The protective effect of tanshinone IIa on endothelial cells: a generalist among clinical therapeutics
Published in Expert Review of Clinical Pharmacology, 2021
Jun Feng, Lina Liu, Fangfang Yao, Daixing Zhou, Yang He, Junshuai Wang
Atherosclerosis is a multifactorial and multistage chronic inflammatory disease characterized by an inflammatory response, oxidative stress, and immune disorders. There are several sequential and correlated stages in the development of atherosclerosis, among which endothelial dysfunction plays a critical role. The combination of multiple pro-atherogenic factors, especially oxidized low-density lipoprotein (LDL), high glucose, and homocysteine, destroys the integrity of the vascular endothelial cell junctions, induces leaky vessels, and increases leukocyte (monocyte and neutrophil) adhesion to injured endothelial cells, impairs vasorelaxation, causes the uncoupling of endothelial nitric oxide synthase (eNOS), and decreases NO production [13,14]. The injured vascular endothelial cells subsequently induce the vascular smooth muscle cells to switch phenotype, proliferate, and migrate from the media layer of blood vessels to shape the neointima (or hyperplasia), the early stage of atherosclerosis.

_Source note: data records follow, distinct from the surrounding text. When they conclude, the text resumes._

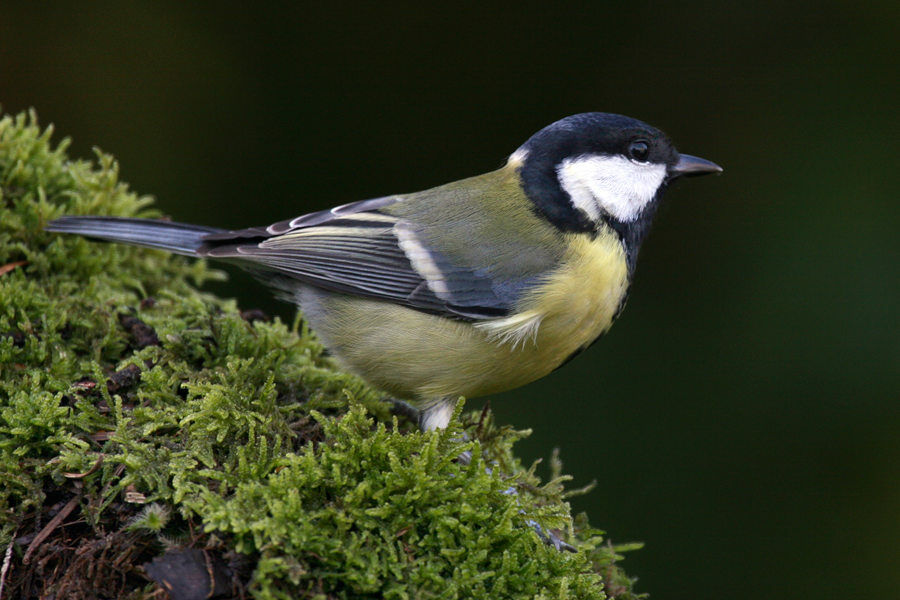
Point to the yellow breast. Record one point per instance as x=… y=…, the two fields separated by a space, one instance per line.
x=415 y=355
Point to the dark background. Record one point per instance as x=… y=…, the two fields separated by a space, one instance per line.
x=742 y=418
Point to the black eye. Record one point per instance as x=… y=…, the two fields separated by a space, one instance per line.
x=639 y=150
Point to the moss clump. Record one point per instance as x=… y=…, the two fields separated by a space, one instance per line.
x=140 y=415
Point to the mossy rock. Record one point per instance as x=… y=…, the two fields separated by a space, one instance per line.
x=140 y=417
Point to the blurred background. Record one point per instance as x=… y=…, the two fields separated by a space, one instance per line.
x=743 y=416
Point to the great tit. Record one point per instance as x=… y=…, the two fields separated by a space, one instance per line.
x=469 y=288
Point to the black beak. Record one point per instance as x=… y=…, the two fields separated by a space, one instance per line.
x=691 y=166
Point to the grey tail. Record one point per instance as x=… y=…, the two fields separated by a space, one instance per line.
x=180 y=238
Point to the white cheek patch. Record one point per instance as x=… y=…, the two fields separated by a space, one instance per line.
x=613 y=185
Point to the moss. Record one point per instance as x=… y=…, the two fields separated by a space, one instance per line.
x=159 y=418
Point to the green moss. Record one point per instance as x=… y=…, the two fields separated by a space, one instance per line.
x=202 y=429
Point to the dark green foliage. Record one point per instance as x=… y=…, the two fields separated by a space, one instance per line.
x=167 y=420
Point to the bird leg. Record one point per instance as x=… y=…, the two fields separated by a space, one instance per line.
x=418 y=416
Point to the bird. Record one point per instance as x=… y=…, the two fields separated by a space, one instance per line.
x=466 y=289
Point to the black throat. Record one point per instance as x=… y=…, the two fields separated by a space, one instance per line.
x=550 y=202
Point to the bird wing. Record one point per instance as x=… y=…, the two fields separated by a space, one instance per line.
x=361 y=249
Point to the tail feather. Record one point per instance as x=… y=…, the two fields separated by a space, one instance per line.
x=180 y=238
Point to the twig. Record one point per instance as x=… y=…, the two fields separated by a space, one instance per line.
x=7 y=561
x=49 y=527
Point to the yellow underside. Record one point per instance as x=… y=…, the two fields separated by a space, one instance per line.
x=418 y=356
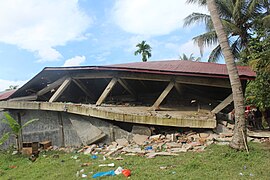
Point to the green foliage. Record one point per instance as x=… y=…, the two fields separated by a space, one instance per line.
x=238 y=18
x=143 y=49
x=258 y=91
x=4 y=138
x=189 y=58
x=217 y=162
x=14 y=126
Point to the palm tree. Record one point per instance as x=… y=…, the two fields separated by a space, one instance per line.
x=143 y=49
x=237 y=18
x=190 y=58
x=239 y=135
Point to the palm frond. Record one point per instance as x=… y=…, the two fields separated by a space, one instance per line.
x=4 y=138
x=206 y=39
x=215 y=55
x=196 y=18
x=266 y=21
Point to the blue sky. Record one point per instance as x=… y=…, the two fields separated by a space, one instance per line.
x=36 y=34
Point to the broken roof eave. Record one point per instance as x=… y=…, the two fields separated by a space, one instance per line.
x=137 y=70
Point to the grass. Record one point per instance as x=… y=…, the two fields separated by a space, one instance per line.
x=217 y=162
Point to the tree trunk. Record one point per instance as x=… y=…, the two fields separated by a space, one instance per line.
x=239 y=134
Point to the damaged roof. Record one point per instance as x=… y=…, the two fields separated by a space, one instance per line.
x=6 y=94
x=173 y=67
x=170 y=67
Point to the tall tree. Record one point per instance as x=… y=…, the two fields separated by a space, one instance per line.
x=143 y=49
x=239 y=135
x=237 y=17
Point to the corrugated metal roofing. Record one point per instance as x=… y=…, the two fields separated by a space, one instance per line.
x=5 y=95
x=181 y=66
x=172 y=67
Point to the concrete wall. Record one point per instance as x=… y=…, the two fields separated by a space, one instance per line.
x=57 y=127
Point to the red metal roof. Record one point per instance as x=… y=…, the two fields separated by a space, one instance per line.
x=189 y=67
x=5 y=95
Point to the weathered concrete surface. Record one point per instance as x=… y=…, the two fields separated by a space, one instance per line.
x=123 y=114
x=62 y=132
x=87 y=132
x=4 y=129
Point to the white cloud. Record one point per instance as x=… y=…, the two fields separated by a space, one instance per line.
x=190 y=48
x=75 y=61
x=4 y=84
x=152 y=17
x=40 y=26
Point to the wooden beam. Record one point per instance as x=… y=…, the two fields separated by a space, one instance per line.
x=24 y=98
x=205 y=81
x=162 y=96
x=114 y=115
x=48 y=88
x=60 y=90
x=106 y=92
x=223 y=104
x=127 y=87
x=84 y=88
x=179 y=88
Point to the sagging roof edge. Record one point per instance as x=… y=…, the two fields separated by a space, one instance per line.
x=162 y=72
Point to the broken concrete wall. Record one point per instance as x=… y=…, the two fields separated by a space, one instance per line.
x=4 y=129
x=64 y=129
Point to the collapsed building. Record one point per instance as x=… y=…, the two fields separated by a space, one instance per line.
x=87 y=104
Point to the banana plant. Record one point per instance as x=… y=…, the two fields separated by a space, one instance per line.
x=15 y=127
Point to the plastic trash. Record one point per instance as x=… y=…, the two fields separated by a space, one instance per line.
x=147 y=148
x=84 y=175
x=109 y=165
x=75 y=157
x=118 y=170
x=126 y=172
x=77 y=174
x=101 y=174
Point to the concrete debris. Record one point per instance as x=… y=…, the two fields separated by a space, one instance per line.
x=142 y=130
x=139 y=139
x=169 y=144
x=122 y=142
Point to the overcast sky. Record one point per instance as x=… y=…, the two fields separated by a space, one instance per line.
x=36 y=34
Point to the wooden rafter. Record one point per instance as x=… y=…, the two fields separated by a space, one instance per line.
x=162 y=96
x=127 y=87
x=223 y=104
x=106 y=92
x=179 y=88
x=60 y=90
x=25 y=98
x=205 y=81
x=84 y=88
x=50 y=87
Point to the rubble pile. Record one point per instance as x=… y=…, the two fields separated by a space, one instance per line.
x=166 y=144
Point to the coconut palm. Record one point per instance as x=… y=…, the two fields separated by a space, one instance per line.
x=237 y=18
x=143 y=49
x=190 y=58
x=239 y=135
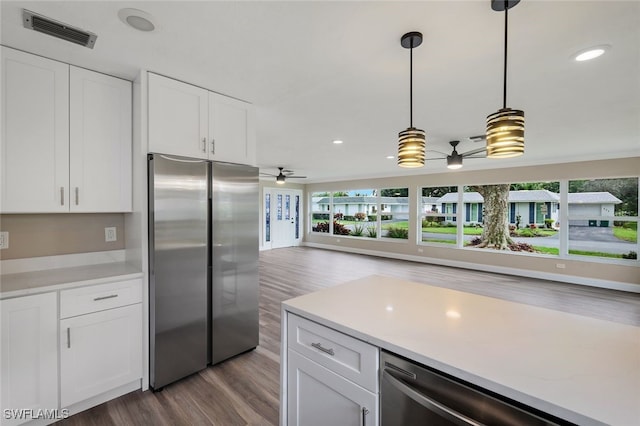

After disruption of atherosclerotic plaque, the plaque is susceptible to fracture, resulting in platelet activation (adhesion and aggregation), and thrombosis formation, which underlie the clinical pathophysiology of atherothrombotic events [15–17]. It is noteworthy that recent studies have demonstrated that mental stress is an important factor in the generation of pathophysiological sequelae in many disease conditions [18,19]. Stress hormones, including pro-inflammatory cytokines and glucocorticoids in response to mental stress, participate in endothelial dysfunction probably through the downregulation of eNOS expression, eNO inactivation, decreased NO actions, and increased NO degradation, combined with vasoconstriction against NO-induced vasodilatation [20–22]. These data proved the critical role of endothelial cells in maintaining physiological homeostasis and the final common pathway of atherosclerosis.